I firmly believe in the importance of acquiring (at least) a second language, I can’t say I’m all that attached to the English language. Though I’m grateful for the fact that it’s my first language, it’s still strange having to take on the role of someone who is extremely enthusiastic about teaching it. I don’t want to serve as a representative of Americans or Anglophones, but that’s inherently what I am in the minds of my students. It’s also difficult spending so little time with them—sometimes I really just want to hang out with them but speak in French, and observe all the funny things they say in their own language. In trying to learn English, I mostly just hear exclamations of “c’est dur, l’anglais!” (“English is hard!”) I will admit, however, that it did make me really happy when one kid exclaimed, upon learning a new phrase, “oh, j’adore l’anglais!”

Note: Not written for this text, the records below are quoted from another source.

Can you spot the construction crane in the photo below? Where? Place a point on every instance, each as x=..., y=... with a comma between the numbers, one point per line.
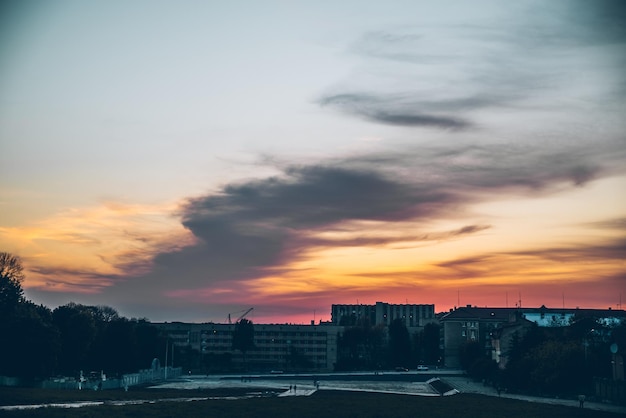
x=245, y=312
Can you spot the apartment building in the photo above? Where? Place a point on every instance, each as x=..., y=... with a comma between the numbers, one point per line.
x=383, y=313
x=278, y=346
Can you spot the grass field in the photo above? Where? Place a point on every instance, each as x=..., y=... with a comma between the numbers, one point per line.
x=321, y=404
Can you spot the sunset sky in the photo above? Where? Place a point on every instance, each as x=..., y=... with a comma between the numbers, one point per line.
x=183, y=160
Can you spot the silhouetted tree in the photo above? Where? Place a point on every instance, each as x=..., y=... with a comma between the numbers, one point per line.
x=78, y=332
x=427, y=344
x=11, y=277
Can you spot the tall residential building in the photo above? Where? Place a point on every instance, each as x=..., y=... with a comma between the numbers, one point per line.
x=383, y=313
x=278, y=346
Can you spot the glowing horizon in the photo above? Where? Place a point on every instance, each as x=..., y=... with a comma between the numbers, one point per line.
x=288, y=158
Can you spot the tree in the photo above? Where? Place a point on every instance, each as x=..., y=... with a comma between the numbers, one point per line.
x=78, y=332
x=11, y=277
x=243, y=337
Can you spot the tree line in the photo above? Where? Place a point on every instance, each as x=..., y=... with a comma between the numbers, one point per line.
x=36, y=341
x=555, y=361
x=364, y=346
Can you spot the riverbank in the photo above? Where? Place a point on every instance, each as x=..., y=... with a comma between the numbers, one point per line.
x=322, y=403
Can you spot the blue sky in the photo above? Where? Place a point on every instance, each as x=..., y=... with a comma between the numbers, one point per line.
x=184, y=159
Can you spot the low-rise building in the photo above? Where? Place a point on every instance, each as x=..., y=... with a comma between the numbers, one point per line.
x=277, y=346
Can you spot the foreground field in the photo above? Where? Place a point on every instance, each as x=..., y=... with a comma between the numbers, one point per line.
x=322, y=404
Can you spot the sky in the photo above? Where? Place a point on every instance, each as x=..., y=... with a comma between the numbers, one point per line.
x=183, y=161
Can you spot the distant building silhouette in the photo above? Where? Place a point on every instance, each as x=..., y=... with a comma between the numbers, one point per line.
x=383, y=313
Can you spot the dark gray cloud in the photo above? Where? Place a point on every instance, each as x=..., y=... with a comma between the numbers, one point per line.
x=394, y=111
x=528, y=61
x=251, y=226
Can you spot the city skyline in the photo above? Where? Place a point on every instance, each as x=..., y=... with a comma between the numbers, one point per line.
x=184, y=161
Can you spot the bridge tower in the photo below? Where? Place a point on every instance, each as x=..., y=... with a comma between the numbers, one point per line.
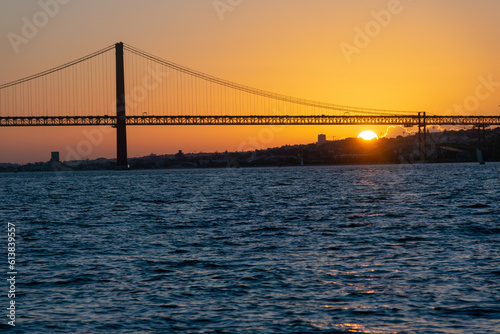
x=422, y=137
x=121, y=122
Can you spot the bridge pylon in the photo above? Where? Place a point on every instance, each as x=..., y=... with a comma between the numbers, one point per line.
x=121, y=118
x=422, y=136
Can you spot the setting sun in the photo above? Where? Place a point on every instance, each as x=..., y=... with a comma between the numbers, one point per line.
x=368, y=135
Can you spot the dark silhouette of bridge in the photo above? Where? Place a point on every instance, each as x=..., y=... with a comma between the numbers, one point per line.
x=111, y=89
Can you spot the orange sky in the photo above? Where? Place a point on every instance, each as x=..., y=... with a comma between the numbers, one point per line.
x=426, y=55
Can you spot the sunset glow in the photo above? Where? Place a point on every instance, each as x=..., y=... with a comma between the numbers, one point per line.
x=368, y=135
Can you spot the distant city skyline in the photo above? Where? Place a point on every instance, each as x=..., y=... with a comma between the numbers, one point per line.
x=408, y=55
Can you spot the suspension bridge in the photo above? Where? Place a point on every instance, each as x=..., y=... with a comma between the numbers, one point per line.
x=123, y=86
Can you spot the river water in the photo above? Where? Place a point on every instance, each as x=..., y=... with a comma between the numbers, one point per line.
x=341, y=249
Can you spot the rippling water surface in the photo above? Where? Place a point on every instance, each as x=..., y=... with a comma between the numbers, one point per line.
x=361, y=249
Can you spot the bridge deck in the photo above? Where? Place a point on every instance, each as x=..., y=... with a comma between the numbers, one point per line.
x=407, y=121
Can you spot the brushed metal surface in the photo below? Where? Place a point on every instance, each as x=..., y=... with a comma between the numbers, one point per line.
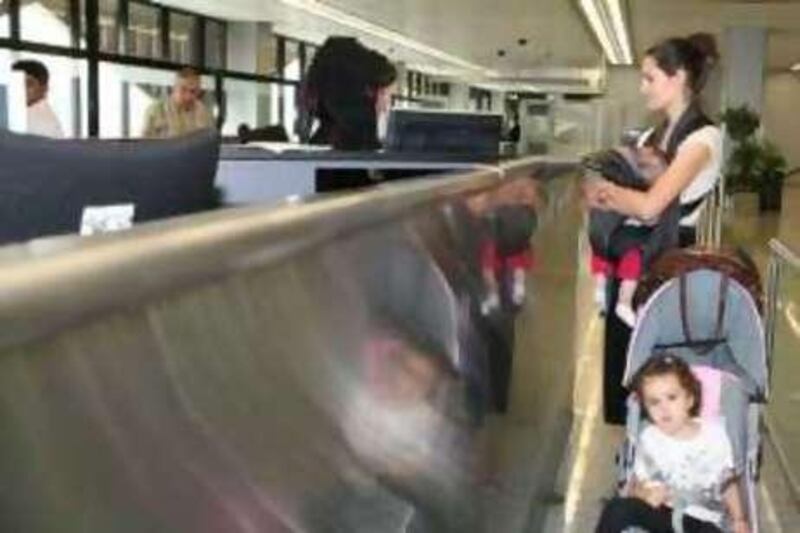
x=321, y=367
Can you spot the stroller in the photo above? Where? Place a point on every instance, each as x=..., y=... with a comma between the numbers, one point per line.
x=705, y=307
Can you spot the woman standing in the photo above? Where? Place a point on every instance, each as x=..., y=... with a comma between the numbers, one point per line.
x=674, y=73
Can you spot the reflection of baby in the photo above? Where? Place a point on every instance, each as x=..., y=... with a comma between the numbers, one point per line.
x=651, y=163
x=508, y=250
x=392, y=422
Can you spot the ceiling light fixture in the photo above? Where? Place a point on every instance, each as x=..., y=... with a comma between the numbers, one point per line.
x=608, y=24
x=314, y=7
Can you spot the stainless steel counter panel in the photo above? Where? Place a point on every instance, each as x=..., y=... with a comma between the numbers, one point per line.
x=306, y=368
x=253, y=174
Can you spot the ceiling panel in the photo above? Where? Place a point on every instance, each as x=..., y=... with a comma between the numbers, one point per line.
x=654, y=20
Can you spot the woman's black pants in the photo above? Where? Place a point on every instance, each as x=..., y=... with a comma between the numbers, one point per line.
x=623, y=513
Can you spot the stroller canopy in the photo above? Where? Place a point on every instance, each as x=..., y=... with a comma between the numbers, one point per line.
x=705, y=317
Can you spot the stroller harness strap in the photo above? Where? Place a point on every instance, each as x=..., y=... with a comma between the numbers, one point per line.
x=702, y=347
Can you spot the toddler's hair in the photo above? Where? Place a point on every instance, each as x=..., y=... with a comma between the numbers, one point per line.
x=663, y=364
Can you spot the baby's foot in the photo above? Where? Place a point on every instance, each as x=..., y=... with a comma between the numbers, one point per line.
x=626, y=314
x=518, y=288
x=600, y=297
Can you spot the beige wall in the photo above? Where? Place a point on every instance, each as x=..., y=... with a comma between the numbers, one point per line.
x=781, y=119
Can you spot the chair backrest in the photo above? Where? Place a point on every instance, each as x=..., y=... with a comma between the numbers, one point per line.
x=275, y=133
x=46, y=184
x=726, y=397
x=735, y=263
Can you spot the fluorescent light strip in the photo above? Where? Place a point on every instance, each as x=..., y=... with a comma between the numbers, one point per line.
x=596, y=22
x=620, y=30
x=319, y=9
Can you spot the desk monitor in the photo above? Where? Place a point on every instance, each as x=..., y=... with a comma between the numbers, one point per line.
x=471, y=135
x=46, y=184
x=13, y=107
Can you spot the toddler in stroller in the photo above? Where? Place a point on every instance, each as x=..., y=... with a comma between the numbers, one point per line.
x=617, y=240
x=703, y=309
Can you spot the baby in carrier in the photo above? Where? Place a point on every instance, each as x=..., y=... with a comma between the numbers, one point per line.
x=617, y=240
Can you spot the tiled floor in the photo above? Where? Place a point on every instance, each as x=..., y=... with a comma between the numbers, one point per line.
x=587, y=475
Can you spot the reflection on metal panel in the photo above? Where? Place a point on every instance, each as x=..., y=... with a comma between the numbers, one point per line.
x=399, y=370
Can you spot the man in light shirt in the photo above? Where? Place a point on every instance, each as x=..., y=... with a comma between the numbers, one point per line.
x=182, y=113
x=41, y=119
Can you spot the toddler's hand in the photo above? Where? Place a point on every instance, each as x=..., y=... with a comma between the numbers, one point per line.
x=741, y=526
x=655, y=494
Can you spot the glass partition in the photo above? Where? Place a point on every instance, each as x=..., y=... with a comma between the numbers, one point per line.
x=785, y=361
x=268, y=55
x=311, y=51
x=289, y=103
x=251, y=103
x=126, y=93
x=144, y=30
x=182, y=38
x=46, y=21
x=67, y=96
x=109, y=28
x=291, y=64
x=5, y=20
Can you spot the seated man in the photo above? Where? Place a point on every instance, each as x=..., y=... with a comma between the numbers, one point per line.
x=180, y=114
x=41, y=120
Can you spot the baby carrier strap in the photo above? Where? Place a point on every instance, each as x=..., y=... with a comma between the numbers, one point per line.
x=703, y=346
x=692, y=120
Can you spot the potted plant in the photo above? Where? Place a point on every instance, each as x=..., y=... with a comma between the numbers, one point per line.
x=771, y=172
x=754, y=165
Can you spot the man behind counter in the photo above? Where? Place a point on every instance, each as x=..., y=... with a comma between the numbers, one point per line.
x=182, y=112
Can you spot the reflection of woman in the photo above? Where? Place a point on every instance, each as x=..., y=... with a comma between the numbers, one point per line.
x=347, y=87
x=674, y=73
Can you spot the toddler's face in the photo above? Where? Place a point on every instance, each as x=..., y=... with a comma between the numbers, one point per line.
x=651, y=162
x=667, y=403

That’s probably the closest I’ll come to experiencing the perks of being a teacher—though there are other moments of feeling victorious, and others still of writing on the blackboard and posing a question to the class and catching myself almost enjoying it all. What’s for sure, I’ve definitely come to fully appreciate the value of teachers and have observed the incredible amount of energy and effort that they put into their jobs. I do it twice a week, I cannot imagine doing it every day. It makes my blood boil to think how little they are paid for such an important job (in France as well as in the US). Another reason I am grateful for this experience—to gain a glimpse of what it is like to try to impart knowledge on a classroom full of children who are each as different as the next.
And most of all there is, as I mentioned, the fact of experiencing a city I would never have visited otherwise. Despite its grandiosity, Paris can hardly be representative of the whole of France. Chatting with teachers over lunch about small-town and national politics has been wholly eye-opening. I like waiting at the bus stop and observing the sense of community in the neighborhood as friends run into each other and chat away, in French or Arabic or otherwise. It’s seems entirely random that I ended up there, but lucky that I like all the teachers and the kids (even if I don’t always like having to teach them things). It’s a strange little town, Meaux, but I’m sorta fond of it sometimes.
*Coined by my friend and fellow assistant Alexa, this term is both clever and helps with the correct pronunciation of “Meaux.”